Le cheval reprend du poil de la bête
Dans un contexte de prise de conscience environnementale, le retour au cheval apparaît comme une solution écologique, et s'inscrit dans une démarche de développement durable selon l'Institut française du cheval et de l'équitation (IFCE). On peut en rire ou rester dubitatif, mais c'est une réalité : depuis le début des années 2000, les projets autour du cheval se multiplient, et intéressent de nouvelles communes chaque année. Durant un colloque organisé à Saint-Genix-sur-Guiers le 8 juillet, sur le thème « Le cheval au servie des espaces agricoles, naturels, ruraux et urbains », des professionnels mais aussi des élus ont témoigné et échangé sur le sujet, comme Olivier Groze, directeur de la délégation territoriale Auvergne-Rhône-Alpes IFCE. « Certains pensent que c'est un retour vers le passé. Mais c'est tout le contraire, affirme-t-il. Le cheval répond aux enjeux du développement durable, et on développe de nouvelles technologies autour de son utilisation ».
Et on passe au galop : l'IFCE prévoit la création d'une station expérimentale du cheval au travail à Aurillac (15), pour permettre de « développer de nouvelles technologies autour de l'attelage notamment l'utilisation du cheval avec d'autres moyens y compris motorisés ». Elle permettra la mise au point, le test, l'évaluation de matériel, et sera avant tout un lieu d'échanges. Les recherches porteront sur l'acquisition de références technico-économiques comparatives, et l'étude des capacités de traction du cheval au travail, en partenariat avec des organismes scientifiques, comme l'Irstea et l'Inra, et socioprofessionnels (régionaux et nationaux). « On construit la traction animale de demain », estime Olivier Croze.
« Un animal qui attire »
Qui dit développement durable dit aspect social. « Médiation, c'est le mot que vous devez retenir » suggère Philippe Gallin aux élus présent lors du colloque. Il dirige une brigade équestre de sécurité, un autre moyen de valoriser le cheval au travail. Le relationnel vis-à-vis de cet animal est un véritable atout lorsqu'il s'agit d'intervenir dans des quartiers sensibles, ou de faire respecter les règles de civililité dans les espaces naturels. « Les enfants viennent naturellement caresser les cheval. Avez-vous déjà vu un enfant s'approcher d'un agent de sécurité ou d'un gendarme à pied ? Les parents suivent et la discussion s'engage. Le cheval créé un vrai lien social et apaise les conflits ». La morphologie du cheval permet aussi de prendre de la hauteur pour une meilleure vision, plus élargie, à 360 degrés, et permet de s'imposer, juste par la présence. « Il faut néanmoins toujours faire attention aux petits malins qui lancent des pétards dans les pattes des chevaux, lors d'évènements. Ainsi, les montures doivent être bien dressées, et le cavalier bien formé ». Etre en binôme est aussi indispensable, pour l'efficacité et la sécurité.
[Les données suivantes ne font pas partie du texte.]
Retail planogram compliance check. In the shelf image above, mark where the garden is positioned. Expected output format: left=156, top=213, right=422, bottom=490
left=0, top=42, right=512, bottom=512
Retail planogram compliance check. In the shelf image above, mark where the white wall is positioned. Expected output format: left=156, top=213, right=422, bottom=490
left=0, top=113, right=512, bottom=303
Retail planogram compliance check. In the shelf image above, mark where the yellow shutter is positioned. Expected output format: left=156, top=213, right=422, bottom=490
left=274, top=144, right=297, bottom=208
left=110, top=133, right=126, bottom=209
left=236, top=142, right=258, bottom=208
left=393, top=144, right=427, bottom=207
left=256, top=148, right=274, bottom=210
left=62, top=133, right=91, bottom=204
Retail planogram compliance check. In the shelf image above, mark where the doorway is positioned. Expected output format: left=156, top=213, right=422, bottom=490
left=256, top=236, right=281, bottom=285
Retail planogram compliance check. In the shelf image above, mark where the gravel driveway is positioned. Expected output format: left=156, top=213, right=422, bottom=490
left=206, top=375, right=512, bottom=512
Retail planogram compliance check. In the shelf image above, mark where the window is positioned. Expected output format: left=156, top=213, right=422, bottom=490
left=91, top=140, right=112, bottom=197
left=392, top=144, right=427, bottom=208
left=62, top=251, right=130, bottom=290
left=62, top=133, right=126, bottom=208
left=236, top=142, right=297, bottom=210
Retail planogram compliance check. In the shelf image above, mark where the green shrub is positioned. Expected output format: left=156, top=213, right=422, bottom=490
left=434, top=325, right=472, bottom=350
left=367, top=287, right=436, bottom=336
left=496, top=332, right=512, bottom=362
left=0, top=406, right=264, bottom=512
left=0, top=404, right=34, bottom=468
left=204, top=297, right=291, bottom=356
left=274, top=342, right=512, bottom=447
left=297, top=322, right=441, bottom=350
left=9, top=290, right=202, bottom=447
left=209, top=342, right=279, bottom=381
« Bien que le cadre réglementaire autour de l'utilisation du cheval au travail soit encore peu contraignant, il s'agit d'une véritable responsabilité pour les élus », souligne Olivier Croze. La traction animale doit respecter les règles du Code la route. Concernant le matériel, il existe des normes de dimensions du véhicule et des accessoires obligatoires, comme les feux et le rétroviseur. Le meneur doit avoir le permis de conduire, mais aucun autre diplôme n'est requis.
« Pour en assurer la réussite, la faisabilité d'un tel projet doit être appréciée, tant au niveau des contraintes techniques qu'au niveau économique. L'idéal est de séparer ceux qui étudient de ce qui portent le projet », ajoute Olivier Croze.
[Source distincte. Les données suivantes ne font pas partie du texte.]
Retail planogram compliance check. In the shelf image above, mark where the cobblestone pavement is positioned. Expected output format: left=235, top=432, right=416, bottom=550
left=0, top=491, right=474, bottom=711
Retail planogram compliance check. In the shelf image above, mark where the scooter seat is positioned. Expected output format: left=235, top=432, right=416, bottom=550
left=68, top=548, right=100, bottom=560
« Le cheval présente des avantages économiques, comme la création d'emplois (élevage, innovation...), la diversification agricole, l'attraction touristique... Mais attention, il doit être vu comme un salarié permanent, selon Patrick Gautier, responsable de la collecte des déchets chez Trialp. C'est un être vivant qu'il faut entretenir toute l'année, ce qui peut expliquer le coût des prestations. Il faut savoir le rentabiliser ».
Quelques chiffres
- En 1995, seuls 10% des chevaux français sont des chevaux de traits, contre 85% en 1930 (Histoire du cheval, Digard, 2004).- Un cheval avec une remorque coûte environ 10 000 euros contre 13 000 euros pour un véhicule équivalent classique et 23 000 euros pour un véhicule équivalent non polluant, selon l'Institut français du cheval et de l'équitation (IFCE).
- Réduction de l'émission des gaz à effet de serre : le cheval attelé a un bilan carbone plus faible de 35% en moyenne que celui d'un camion (Etude réalisée par Equiterra, la région Picardie et l'ADEME entre octobre 2007 et juin 2009 et Guide pour l'utilisation du cheval par les collectivités drômoises, CIVAM, février 2009).